Description
Were World Wars I and II inevitable? Were they important wars? Or were they products of calamitous failures of judgment?
In this monumental and provocative history, Patrick Buchanan makes the case that, if not for the blunders of British statesmen–Winston Churchill first among them–the horrors of two world wars and the Holocaust would possibly have been have shyed away from and the British Empire would possibly never have collapsed into ruins.
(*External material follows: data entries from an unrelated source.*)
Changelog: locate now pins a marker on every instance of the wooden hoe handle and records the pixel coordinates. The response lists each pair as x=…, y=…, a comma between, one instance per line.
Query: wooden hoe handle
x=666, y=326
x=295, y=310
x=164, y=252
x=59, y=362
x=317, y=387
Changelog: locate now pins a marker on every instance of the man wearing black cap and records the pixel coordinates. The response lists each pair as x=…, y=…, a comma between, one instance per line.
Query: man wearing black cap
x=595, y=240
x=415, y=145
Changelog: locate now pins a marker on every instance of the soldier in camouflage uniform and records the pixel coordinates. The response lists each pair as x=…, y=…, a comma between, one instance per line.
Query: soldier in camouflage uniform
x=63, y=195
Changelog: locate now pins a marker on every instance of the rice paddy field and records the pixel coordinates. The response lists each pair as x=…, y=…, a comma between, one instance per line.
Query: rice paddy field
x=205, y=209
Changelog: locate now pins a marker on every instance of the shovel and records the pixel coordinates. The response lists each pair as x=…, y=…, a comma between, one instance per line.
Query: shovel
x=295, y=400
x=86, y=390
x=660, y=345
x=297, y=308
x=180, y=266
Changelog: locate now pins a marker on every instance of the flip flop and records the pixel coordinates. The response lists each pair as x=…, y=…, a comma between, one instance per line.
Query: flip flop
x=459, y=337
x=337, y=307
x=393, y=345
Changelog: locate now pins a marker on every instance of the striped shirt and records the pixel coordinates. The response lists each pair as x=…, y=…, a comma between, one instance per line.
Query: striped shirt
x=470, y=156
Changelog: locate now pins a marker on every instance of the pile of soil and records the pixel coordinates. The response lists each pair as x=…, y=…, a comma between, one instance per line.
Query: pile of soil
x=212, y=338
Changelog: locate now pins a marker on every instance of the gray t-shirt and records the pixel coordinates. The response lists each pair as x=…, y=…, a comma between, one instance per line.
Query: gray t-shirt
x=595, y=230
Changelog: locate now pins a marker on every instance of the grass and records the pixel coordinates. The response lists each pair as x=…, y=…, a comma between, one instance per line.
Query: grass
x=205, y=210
Half a century of murderous oppression of scores of millions under the iron boot of Communist tyranny would possibly never have happened, and Europe’s central role in world affairs would possibly have been sustained for lots of generations.
Among the British and Churchillian errors were:
• The name of the game decision of a tiny cabal within the inner Cabinet in 1906 to take Britain straight to war against Germany, must she invade France
• The vengeful Treaty of Versailles that mutilated Germany, leaving her bitter, betrayed, and receptive to the appeal of Adolf Hitler
• Britain’s capitulation, at Churchill’s urging, to American pressure to sever the Anglo-Japanese alliance, insulting and isolating Japan, pushing her onto the trail of militarism and conquest
• The greatest mistake in British history: the unsolicited war guarantee to Poland of March 1939, ensuring the Second World War
Certain to create controversy and spirited argument, Churchill, Hitler, and “the Pointless War” is a grand and bold insight into the historic failures of judgment that ended centuries of European rule and guaranteed a future no person who lived in that vanished world could ever have envisioned.